Having a long-term cybersecurity strategy will allow organizations to align both short and long-term cybersecurity objectives. Once this strategy is in place, organizations will have a clearer picture of where resources can be allocated and implemented to have the greatest impact on reduction of operational risk.
Patch and Update
The most hacker-resistant environment is the one that is carefully administered. Stay on top of patching, system/application updates, platform migrations, user administration and configuration management. These basic efforts can reduce the risk of cyber events and opportunistic attacks.
Phishing emails, infected attachments and use of simple passwords, are the number one entry point for malware into an enterprise system. By having a suite of controls on the endpoints and servers in the email environment, security teams can identify and shutdown viruses, malware, and other unwanted programs. All endpoints should also remain under management and be kept current. Understanding what threats an organization’s email controls are preventing, and what its exposures are, is an essential element of security hygiene.
Multi-factor / Multi-step Authentication
Hackers crack, intercept and disclose authentication credentials at an alarming rate. Using strong, multi-factor authentication methods and combining them with detection and alerts on failed login attempts, can provide evidence of what or who may be the focus of targeted attacks. Also, regularly refreshing staff credentials can prevent hackers from using any previously discovered logins.
Segmentation and Filtering
Limit the ability for systems to communicate across and outside the network through a combination of controls, such as firewall policies. Using proxy servers is also an opportunity for organizations to increase security. A proxy server can limit the impact of a hack and help prevent an incident from becoming a public data breach.
Least Privilege or Zero-Trust Architectures
To successfully mitigate the current cybersecurity threat environment, organizations need to implement least privilege or zero-trust architectures. Far too often organizations allow more privileges than are needed for operations for the sake of convenience. This allows far greater access and installation privileges than are necessary for business operations.
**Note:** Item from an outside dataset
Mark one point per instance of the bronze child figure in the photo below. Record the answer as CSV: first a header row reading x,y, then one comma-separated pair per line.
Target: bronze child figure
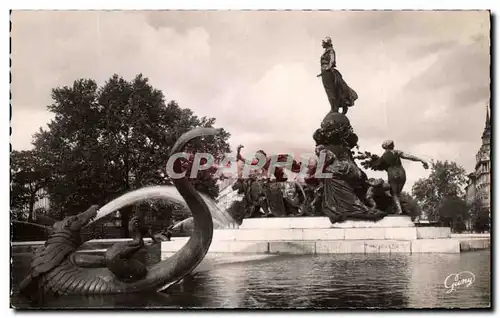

Cybersecurity is not convenient. Escalated privileges need to be limited in scope to only qualified individuals and used only when necessary.
Clear Ownership of Systems
Align people, processes and technology to mitigate risk. Specific personnel should be assigned responsibility for different aspects of system security, and accountability should be transparent all the way to the C-suite.
Determine what skillsets and security improvements are needed, and then respond with the budget and resources to implement change. It’s vital that leadership allocate attention to the kind of cyber defenses, that are equal to the growing risk to utilities.
Invest in Skilled Specialists
Cyber security often requires expertise from control engineers, security specialists and network specialists. Investing in talent can change the conversation from what has happened to preventing what could happen.
Our utilities remain at great risk and a significant breach could affect millions of users, damage essential infrastructure and sow chaos. Regardless of how a breach may occur, it’s incumbent upon leaders in the utility industry to make the kinds of substantive change to networks and processes that prevents widespread catastrophe.